Weltanschauliche Ausrichtung Basis der Fraktionen
Das Europaparlament wird jeweils für fünf Jahre gewählt. Es vertritt die Interessen der Bevölkerung der Mitgliedstaaten und ist kein unwichtiges politisches Gremium. Seit seiner Gründung 1958 hat es stetig an Bedeutung und Mitbestimmung zugewonnen. Es diskutiert über alle wichtigen Themen, beschließt Richtlinien und Verordnungen, die den Kurs Europas bestimmen, entscheidet mit über den Haushalt und - abhängig vom Wahlergebnis - auch über die Besetzung der mächtigen EU-Kommissionspräsidentschaft.
Für die parlamentarische Arbeit haben sich die 705 MdEPs in sieben Fraktionen zusammengeschlossen, die jeweils eine ähnliche weltanschauliche Ausrichtung haben und mindestens 25 Mitglieder (3%) aus einem Viertel der 27 Länder haben müssen. Einen Fraktionszwang gibt es dabei allerdings nicht, was dazu führen kann, dass sich die Bündnisse im Einzelfall verschieben. Rechtspopulisten und Euroskeptiker finden sich vor allem in den beiden Fraktionen EKR (Europäische Konservative und Reformer) und ID (Identität und Demokratie) sowie in der Gruppe der Fraktionslosen.
Die EKR ist ein Zusammenschluss konservativer und EU-skeptischer Parteien aus 16 Ländern. Sie setzt sich für eine Begrenzung der EU-Kompetenzen, Subsidiarität und wirtschaftliche Liberalisierung ein, fordert mehr „Eurorealismus“ und eine restriktivere Asylpolitik. Hier sind besonders stark die polnische PiS, die Frattelli d’Italia und die spanische Vox-Partei vertreten.

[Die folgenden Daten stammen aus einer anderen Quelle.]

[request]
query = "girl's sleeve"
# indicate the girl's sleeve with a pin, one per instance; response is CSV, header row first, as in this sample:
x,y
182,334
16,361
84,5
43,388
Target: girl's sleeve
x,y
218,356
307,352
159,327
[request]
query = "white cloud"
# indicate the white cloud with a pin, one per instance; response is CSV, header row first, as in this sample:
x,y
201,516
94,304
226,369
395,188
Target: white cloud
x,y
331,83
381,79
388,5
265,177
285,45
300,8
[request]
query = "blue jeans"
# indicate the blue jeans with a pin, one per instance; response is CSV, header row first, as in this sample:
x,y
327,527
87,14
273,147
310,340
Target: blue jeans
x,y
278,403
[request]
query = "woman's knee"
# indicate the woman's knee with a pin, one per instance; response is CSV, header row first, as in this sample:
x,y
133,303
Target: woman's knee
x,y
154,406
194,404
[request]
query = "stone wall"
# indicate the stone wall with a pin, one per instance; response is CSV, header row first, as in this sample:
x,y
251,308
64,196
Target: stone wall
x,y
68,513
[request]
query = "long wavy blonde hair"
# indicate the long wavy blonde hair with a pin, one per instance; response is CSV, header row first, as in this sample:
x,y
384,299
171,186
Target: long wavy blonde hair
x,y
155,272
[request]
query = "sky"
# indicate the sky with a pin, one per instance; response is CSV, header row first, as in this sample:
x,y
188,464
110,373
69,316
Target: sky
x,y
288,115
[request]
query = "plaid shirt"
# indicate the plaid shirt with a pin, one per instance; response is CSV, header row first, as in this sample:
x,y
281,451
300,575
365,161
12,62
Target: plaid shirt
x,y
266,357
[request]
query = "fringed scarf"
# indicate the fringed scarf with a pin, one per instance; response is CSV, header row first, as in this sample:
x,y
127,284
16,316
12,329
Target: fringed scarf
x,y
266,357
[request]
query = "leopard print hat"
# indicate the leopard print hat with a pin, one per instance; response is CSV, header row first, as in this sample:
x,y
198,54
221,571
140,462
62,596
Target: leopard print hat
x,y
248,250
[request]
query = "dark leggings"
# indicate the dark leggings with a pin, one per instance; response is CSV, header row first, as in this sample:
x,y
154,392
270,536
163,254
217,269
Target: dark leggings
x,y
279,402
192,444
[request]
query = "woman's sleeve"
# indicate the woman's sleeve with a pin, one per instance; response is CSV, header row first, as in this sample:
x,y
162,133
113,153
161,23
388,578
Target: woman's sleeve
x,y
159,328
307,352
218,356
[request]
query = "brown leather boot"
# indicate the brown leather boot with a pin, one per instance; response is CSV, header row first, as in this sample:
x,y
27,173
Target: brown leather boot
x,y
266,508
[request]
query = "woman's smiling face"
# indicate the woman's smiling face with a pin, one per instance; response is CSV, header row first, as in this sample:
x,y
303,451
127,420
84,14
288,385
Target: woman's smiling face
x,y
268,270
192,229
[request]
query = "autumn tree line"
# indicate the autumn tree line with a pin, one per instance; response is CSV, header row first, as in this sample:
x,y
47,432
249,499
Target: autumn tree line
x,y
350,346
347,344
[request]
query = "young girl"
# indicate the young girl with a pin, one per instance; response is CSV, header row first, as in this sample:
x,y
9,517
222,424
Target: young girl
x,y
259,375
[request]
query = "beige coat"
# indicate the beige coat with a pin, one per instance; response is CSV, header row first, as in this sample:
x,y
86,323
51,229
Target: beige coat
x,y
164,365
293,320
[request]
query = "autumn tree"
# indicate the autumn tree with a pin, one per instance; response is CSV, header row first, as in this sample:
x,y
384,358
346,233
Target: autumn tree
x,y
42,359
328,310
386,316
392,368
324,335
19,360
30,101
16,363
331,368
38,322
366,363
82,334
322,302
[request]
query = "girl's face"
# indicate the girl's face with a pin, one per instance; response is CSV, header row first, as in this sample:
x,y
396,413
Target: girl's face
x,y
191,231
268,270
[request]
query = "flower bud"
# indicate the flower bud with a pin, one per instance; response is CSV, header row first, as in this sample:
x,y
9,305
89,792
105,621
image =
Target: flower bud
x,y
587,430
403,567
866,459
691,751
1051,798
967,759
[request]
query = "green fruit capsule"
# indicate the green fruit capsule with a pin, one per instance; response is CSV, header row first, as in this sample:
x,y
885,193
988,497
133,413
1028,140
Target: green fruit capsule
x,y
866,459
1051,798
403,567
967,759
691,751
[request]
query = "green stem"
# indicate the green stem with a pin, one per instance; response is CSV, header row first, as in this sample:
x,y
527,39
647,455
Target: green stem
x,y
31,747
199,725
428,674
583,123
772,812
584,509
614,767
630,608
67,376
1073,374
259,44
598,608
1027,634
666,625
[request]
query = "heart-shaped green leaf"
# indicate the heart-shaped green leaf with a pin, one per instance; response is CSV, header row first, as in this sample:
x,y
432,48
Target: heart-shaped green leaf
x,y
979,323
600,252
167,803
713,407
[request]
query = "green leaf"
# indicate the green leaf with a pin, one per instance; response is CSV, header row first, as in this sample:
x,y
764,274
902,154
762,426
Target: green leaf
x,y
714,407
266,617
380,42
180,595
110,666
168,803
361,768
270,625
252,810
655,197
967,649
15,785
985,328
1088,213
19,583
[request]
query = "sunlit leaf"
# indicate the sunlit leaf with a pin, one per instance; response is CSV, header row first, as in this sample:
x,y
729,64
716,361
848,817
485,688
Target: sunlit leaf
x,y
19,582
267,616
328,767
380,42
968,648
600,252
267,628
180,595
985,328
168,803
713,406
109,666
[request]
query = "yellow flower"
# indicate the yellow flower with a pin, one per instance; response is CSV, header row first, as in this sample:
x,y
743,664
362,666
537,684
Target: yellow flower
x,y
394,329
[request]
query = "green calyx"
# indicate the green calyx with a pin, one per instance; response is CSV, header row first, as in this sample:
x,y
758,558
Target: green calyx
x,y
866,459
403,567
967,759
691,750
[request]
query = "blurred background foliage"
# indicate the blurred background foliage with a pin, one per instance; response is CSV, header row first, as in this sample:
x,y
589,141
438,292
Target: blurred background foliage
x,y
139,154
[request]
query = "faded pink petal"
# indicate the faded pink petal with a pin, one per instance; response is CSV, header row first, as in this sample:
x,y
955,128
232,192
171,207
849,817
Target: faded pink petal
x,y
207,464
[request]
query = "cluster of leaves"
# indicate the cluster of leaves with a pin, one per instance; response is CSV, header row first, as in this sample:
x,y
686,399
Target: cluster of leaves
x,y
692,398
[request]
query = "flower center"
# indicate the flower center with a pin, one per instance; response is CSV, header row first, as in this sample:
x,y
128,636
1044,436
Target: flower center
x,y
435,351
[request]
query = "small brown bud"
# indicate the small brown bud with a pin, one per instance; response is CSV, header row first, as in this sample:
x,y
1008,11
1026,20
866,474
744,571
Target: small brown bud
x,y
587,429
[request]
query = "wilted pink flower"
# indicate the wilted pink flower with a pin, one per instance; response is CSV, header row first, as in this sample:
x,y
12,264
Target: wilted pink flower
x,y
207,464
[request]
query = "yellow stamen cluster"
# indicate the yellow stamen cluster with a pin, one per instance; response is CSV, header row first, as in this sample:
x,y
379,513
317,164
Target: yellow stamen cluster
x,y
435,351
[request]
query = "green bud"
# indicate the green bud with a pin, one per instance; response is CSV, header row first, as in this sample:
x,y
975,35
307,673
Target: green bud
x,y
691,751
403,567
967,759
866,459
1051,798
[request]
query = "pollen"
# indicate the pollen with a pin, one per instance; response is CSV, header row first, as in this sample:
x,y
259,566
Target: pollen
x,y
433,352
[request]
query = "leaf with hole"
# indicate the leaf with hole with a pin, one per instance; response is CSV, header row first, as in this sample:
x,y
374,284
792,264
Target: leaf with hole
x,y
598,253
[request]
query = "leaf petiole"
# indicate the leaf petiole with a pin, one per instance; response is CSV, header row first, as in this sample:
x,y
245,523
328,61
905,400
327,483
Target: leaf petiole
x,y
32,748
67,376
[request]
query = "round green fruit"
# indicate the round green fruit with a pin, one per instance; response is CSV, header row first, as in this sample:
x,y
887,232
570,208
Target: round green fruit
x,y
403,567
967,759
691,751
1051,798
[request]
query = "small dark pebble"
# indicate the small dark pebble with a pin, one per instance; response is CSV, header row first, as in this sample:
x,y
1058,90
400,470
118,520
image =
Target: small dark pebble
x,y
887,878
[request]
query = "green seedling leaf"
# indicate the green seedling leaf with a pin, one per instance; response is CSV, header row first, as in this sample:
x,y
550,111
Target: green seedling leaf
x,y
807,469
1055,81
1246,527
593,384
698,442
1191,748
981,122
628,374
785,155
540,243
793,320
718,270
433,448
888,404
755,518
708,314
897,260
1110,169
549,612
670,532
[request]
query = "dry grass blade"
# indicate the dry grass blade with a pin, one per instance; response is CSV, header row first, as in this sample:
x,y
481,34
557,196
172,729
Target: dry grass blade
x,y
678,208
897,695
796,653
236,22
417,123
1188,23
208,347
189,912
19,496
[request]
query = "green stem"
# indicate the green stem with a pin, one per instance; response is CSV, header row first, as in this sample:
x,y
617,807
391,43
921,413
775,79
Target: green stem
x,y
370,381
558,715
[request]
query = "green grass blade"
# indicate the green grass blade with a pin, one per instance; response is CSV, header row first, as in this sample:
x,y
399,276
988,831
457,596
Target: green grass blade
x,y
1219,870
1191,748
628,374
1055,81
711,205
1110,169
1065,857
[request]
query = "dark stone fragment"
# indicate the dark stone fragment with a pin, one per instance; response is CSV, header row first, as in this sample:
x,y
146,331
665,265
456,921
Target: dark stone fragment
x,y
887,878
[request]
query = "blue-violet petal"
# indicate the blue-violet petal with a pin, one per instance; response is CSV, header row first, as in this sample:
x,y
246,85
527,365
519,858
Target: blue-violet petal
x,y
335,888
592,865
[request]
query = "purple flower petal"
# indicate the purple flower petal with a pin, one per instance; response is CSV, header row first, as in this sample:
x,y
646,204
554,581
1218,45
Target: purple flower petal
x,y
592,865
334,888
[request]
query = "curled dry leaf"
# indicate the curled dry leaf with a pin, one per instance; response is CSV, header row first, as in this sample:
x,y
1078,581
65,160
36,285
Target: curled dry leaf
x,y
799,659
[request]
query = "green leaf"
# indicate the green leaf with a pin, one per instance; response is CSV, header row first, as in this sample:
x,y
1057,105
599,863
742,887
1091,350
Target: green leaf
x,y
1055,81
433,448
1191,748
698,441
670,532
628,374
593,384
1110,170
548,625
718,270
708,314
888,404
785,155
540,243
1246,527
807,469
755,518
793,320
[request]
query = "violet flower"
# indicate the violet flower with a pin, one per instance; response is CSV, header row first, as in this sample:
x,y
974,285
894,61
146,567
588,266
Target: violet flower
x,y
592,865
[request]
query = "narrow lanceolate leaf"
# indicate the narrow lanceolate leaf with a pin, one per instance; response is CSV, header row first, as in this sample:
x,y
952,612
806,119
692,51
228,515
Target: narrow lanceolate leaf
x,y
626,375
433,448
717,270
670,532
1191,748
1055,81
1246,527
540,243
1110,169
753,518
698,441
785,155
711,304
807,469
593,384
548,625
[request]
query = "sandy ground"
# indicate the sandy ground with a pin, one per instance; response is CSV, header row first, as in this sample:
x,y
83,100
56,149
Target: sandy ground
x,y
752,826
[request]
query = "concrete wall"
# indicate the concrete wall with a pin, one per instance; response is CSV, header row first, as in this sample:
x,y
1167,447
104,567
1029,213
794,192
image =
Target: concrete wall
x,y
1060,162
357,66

Die ID-Fraktion setzt sich aus Mitgliedern rechtspopulistischer, nationalistischer, EU-skeptischer und rechtsradikaler Parteien aus neun Ländern zusammen. Darunter die italienische Lega, das französische Rassemblement National, die deutsche AfD, die Schwedendemokraten und die österreichische FPÖ. Sie setzt sich für nationale Souveränität, eine restriktive Einwanderungspolitik und einen begrenzten Einfluss der Europäischen Union ein.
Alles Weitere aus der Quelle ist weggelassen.